Dependencies are managed with Glide. Therefore, make sure it is installed and run this to pull the dependencies.
$ glide install
In addition, the following commands make sure global dependencies are installed.
$ go get -u github.com/golang/protobuf/protoc-gen-go
$ go get -u github.com/grpc-ecosystem/grpc-gateway/protoc-gen-grpc-gateway
$ go get -u github.com/grpc-ecosystem/grpc-gateway/protoc-gen-swagger
$ go get -u github.com/mwitkow/go-proto-validators/protoc-gen-govalidatorsBuild the project with GNU Make.
$ make
This demo uses PostgreSQL to store user data. As a prerequisite, the database needs to be started in a Docker container.
$ docker run --name postgres -p 5432:5432 -e POSTGRES_PASSWORD=password --rm -d postgres
To connect to the database, the program uses go-pg.
In one terminal, run this to start the GRPC server. It listens to http://localhost:9090 through GRPC protocol, and it also exposes a Rest API at http://localhost:8080.
$ pg_server
The following command obtains an OAuth2 token. This token authorizes a client with id "client".
$ curl -X POST -H 'Content-Type: application/json' -d '{"client_id": "client", "client_secret": "password", "grant_type": "client_credentials"}' 'localhost:8080/oauth/tokens'
One can save the access token into the CLIENT_TOKEN environment variable.
$ CLIENT_TOKEN=$(curl -s -X POST -H 'Content-Type: application/json' -d '{"client_id": "client", "client_secret": "password", "grant_type": "client_credentials"}' 'localhost:8080/oauth/tokens' | jq -r '.access_token')
The following command uses the client OAuth2 token to create a user.
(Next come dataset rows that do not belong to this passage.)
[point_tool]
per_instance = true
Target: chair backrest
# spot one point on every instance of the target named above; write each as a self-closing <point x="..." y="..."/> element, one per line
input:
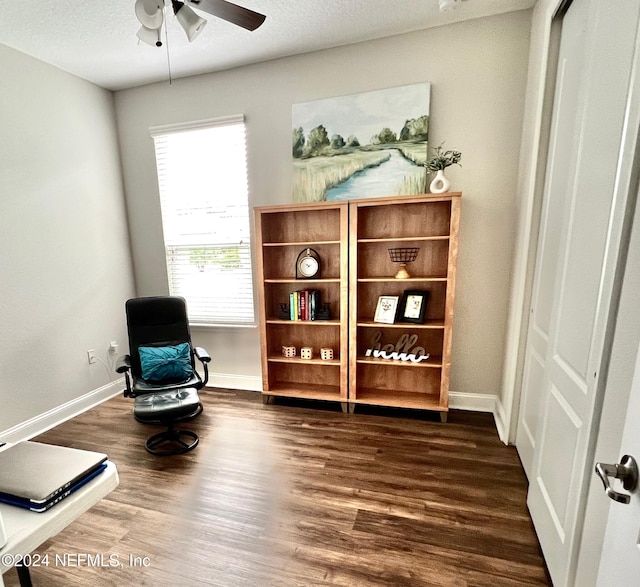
<point x="156" y="321"/>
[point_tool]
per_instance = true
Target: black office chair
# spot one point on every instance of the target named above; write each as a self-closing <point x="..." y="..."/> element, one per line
<point x="160" y="370"/>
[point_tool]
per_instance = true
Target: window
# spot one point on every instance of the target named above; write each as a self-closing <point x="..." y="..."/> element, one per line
<point x="202" y="175"/>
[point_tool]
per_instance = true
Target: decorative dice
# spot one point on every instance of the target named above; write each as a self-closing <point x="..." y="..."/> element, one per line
<point x="326" y="354"/>
<point x="288" y="351"/>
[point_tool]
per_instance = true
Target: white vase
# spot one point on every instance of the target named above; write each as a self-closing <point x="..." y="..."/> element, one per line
<point x="440" y="183"/>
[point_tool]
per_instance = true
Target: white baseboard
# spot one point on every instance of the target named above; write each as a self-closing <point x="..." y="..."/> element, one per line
<point x="475" y="402"/>
<point x="58" y="415"/>
<point x="499" y="416"/>
<point x="231" y="381"/>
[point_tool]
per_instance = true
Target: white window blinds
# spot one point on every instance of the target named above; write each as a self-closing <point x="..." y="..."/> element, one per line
<point x="202" y="176"/>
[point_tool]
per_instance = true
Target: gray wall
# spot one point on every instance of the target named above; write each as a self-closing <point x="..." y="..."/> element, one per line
<point x="65" y="266"/>
<point x="478" y="73"/>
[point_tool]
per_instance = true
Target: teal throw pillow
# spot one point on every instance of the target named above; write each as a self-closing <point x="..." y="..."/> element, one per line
<point x="166" y="363"/>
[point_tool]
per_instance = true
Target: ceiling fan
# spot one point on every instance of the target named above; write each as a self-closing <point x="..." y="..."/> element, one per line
<point x="150" y="13"/>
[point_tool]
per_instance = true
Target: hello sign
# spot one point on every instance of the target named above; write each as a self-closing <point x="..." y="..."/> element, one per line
<point x="403" y="350"/>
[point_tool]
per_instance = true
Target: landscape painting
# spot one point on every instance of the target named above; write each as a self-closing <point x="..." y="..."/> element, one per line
<point x="361" y="146"/>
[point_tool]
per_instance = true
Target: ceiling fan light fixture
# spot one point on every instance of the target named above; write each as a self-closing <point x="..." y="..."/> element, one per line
<point x="150" y="13"/>
<point x="188" y="19"/>
<point x="150" y="36"/>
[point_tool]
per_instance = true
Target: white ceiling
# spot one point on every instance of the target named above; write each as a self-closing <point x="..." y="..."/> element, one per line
<point x="97" y="40"/>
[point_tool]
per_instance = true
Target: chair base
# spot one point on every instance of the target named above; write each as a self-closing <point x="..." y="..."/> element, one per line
<point x="172" y="442"/>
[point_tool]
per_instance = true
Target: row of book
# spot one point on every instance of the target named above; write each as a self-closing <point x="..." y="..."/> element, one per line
<point x="304" y="304"/>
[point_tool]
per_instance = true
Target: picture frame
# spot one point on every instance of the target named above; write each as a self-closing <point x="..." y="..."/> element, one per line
<point x="413" y="307"/>
<point x="386" y="309"/>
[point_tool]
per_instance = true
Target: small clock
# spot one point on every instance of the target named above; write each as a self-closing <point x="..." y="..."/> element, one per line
<point x="308" y="264"/>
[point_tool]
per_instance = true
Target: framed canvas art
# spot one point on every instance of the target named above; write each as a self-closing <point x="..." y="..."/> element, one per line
<point x="361" y="146"/>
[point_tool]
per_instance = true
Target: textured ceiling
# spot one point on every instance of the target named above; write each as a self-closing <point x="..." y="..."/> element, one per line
<point x="97" y="40"/>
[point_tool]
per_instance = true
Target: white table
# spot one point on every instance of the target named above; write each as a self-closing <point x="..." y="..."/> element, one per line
<point x="26" y="530"/>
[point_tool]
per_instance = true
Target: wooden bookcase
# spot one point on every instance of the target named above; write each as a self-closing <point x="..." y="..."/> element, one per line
<point x="352" y="240"/>
<point x="281" y="233"/>
<point x="429" y="222"/>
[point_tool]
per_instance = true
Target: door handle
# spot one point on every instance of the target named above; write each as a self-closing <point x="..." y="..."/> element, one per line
<point x="626" y="471"/>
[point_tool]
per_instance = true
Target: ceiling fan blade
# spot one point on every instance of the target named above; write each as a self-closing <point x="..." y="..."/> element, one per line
<point x="232" y="13"/>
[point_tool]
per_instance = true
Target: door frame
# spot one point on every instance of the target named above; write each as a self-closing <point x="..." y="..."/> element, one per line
<point x="536" y="132"/>
<point x="611" y="402"/>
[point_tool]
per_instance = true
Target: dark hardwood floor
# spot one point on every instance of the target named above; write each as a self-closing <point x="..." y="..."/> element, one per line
<point x="300" y="494"/>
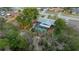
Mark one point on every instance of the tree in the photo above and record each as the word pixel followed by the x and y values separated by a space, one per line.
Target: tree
pixel 2 22
pixel 31 13
pixel 59 26
pixel 25 19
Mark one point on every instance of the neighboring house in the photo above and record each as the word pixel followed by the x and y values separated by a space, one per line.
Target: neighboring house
pixel 42 25
pixel 55 9
pixel 75 10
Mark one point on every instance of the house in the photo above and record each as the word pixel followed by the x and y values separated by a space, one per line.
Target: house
pixel 55 9
pixel 43 24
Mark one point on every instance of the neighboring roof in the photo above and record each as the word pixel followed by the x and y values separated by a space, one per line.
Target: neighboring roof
pixel 46 22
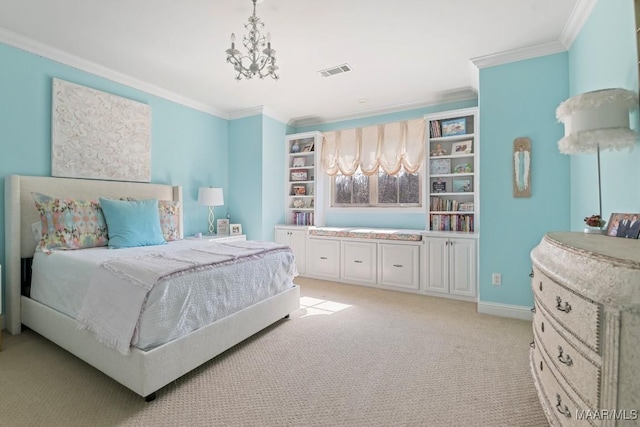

$ curl -X POST -H 'Content-Type: application/json' -H "authorization: bearer $CLIENT_TOKEN" -d '{"username": "tfeng", "password": "password"}' localhost:8080/v1/users/create
The following command uses the client OAuth2 token and the username and password to obtain another OAuth2 token that authorizes operations on a specific user.
$ USER_TOKEN=$(curl -s -X POST -H "Authorization: Bearer $CLIENT_TOKEN" -H 'Content-Type: application/json' -d '{"username": "tfeng", "password": "password", "grant_type": "password"}' 'localhost:8080/oauth/tokens' | jq -r '.access_token')
The returned JSON is an OAuth2 token token.
The following command fetches the profile information of the user.
$ curl -H 'Content-Type: application/json' -H "authorization: bearer $USER_TOKEN" localhost:8080/v1/users/get
A GRPC client can directly make requests to the server, without going through the gateway.
$ pg_client
This will execute the same steps as above, i.e., creating a user, logging in as that user, and getting that user's information.